Information
- Established: 2008
- Closed: 2015
- Grades: 5-12
- Gender: Boys

= Miller-McCoy Academy =

Secondary school in Louisiana, United States

Miller-McCoy Academy for Mathematics and Business (MMA) was an all-boys' charter secondary school in New Orleans East, New Orleans, Louisiana. Miller-McCoy, at the time the only public all boys' school in New Orleans, was named after scientists Kelly Miller and Elijah McCoy. The school was modeled after St. Augustine High School, an all boys' Catholic school.

It served grades 5-12.

==History==
The school, cofounded by Tiffany Hardrick and Keith Sanders, opened in 2008. It was intended to promote business, technology, and mathematics.

After being accused of ethics violations and cheating among students, the co-founders left the school in 2012. The school did not have a permanent principal until Eric Greely Sr. became the principal in the summer of 2013. Andrea Thomas-Reynolds was the chief executive of the board of directors of McCoy-Miller until January 2014; that month she was replaced by Walter Strong.

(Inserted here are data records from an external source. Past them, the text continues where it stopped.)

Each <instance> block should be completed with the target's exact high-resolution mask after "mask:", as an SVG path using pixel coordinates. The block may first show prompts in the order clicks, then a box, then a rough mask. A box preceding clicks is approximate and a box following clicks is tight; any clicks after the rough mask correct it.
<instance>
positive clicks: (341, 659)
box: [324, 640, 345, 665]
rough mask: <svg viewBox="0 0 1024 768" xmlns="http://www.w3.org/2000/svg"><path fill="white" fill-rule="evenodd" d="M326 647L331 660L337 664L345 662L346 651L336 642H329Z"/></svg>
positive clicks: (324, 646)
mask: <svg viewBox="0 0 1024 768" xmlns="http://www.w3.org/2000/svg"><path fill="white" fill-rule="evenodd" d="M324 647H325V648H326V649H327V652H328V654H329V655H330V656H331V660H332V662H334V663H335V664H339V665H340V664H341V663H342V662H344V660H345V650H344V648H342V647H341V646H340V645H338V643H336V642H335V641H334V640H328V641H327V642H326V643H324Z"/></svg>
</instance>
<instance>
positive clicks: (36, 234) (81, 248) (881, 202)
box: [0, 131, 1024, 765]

As of August 2014 Greely had left his position, citing a lack of control over the hiring of employees and curriculum. Charles Layman Jr., a former teacher at McDonogh 35 High School and a principal in other New Orleans schools, became the interim principal. Layman resigned in December 2015.

In November 2014 Patrick Dobard, the superintendent of the Recovery School District, stated that Miller-McCoy was on track to fail requirements for having its charter renewed. On the same day a 9th grade student stated in a Louisiana Board of Elementary and Secondary Education meeting that a lot of violence and chaos occurred at Miller-McCoy.

In December 2014 the school's board of directors announced that it was closing the school. The school closed in May 2015.

==Campus==
The school was located on temporary buildings on the site of Livingston High School at 7301 Dwyer Road, in proximity to Mayo Boulevard. Miller-McCoy was intended to move into the actual newly-rebuilt Livingston school building during the 2015–2016 school year.

==Student body==
Miller-McCoy around 2012 had 560 students, but by 2013 enrollment fell to 325. At that time the entire 12th grade (senior) student body was fewer than 30. By August 2015 there were about 375 students.

==Academic performance==
From 2012 to circa 2013/2014 8th grade English and science scores declined. As of 2014 the high school examination passing scores overall were 32 points under the New Orleans city average. In October 2014 the school received an "F" grade from the Louisiana state education authorities.

==School uniforms==
Boys wore school uniforms with blazers; they were intended to provide a private college preparatory school image.

==Extracurricular activities==
Danielle Dreilinger of The Times Picayune stated that the Miller-McCoy American football team and marching band were "well-regarded".